From: wcs@anchor.ho.att.com (bill.stewart@pleasantonca.ncr.com +1-510-484-6204)
To: cypherpunks@toad.com
Message Hash: ab4530436e7ee57ebae17ea20785216160b14c96554c7d576449505990745504
Message ID: <9402010825.AA26310@anchor.ho.att.com>
Reply To: N/A
UTC Datetime: 1994-02-01 08:30:29 UTC
Raw Date: Tue, 1 Feb 94 00:30:29 PST
From: wcs@anchor.ho.att.com (bill.stewart@pleasantonca.ncr.com +1-510-484-6204)
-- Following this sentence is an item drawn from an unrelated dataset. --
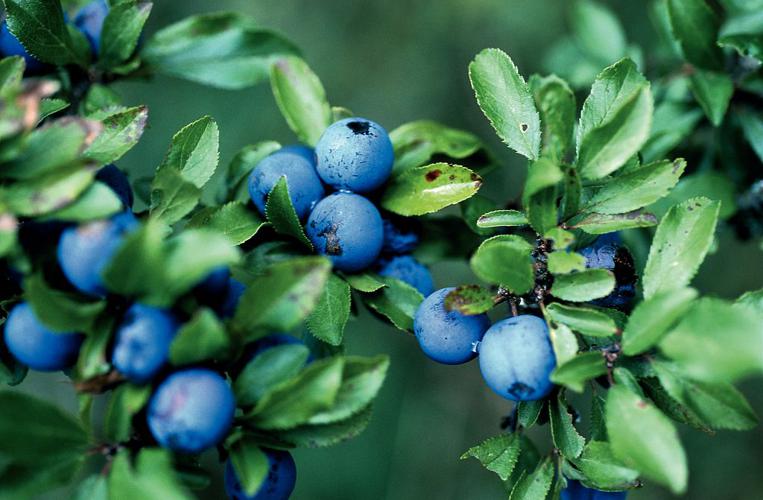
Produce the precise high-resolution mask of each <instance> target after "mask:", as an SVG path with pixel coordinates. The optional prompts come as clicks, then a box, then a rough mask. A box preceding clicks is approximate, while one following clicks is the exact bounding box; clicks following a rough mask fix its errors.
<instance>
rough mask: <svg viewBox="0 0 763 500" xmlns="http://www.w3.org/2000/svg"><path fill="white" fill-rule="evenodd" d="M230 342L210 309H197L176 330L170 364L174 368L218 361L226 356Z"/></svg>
mask: <svg viewBox="0 0 763 500" xmlns="http://www.w3.org/2000/svg"><path fill="white" fill-rule="evenodd" d="M229 347H230V341H229V340H228V334H227V332H226V331H225V327H224V326H223V324H222V323H221V322H220V320H219V319H217V315H216V314H215V313H214V312H212V310H210V309H206V308H203V309H199V310H198V311H197V312H196V313H195V314H194V316H193V317H192V318H191V320H190V321H188V323H186V324H185V325H183V326H182V327H181V328H180V330H178V332H177V335H175V338H174V339H173V340H172V344H170V363H172V364H173V365H175V366H181V365H188V364H192V363H198V362H201V361H205V360H211V359H220V358H223V357H225V355H226V354H228V349H229Z"/></svg>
Date: Tue, 1 Feb 94 00:30:29 PST
To: cypherpunks@toad.com
Subject: Re: 2-way anonymous via SASE
Message-ID: <9402010825.AA26310@anchor.ho.att.com>
MIME-Version: 1.0
Content-Type: text/plain
Hal Finney writes:
> From: "Jon 'Iain' Boone" <boone@psc.edu>
> > So, you use a chain of anonymous-id's to set up your return-path?
>
> Unfortunately, return-paths are not exactly the strong point of the
> current cypherpunks remailers :-). That is what much of the discussion
> in this thread has discussed: how to best allow for convenient but secure
> return paths.
Yeah; the only solutions I've seen so far either give you some persistence,
like anon.penet.fi, or no replies, or have generally been pretty ugly,
requiring rapidly-increasing numbers of messages to set up chains
of anonymous IDs, or use broadcast, like the Blacknet "post to Usenet"
or DCnets. AIR-MAIL may be a start.
It seems to need something that supports a small but >1 number of replies
to make a non-ugly system, which means either some kind of Time-To-Live or
destruct messages from one or both ends need to be supported.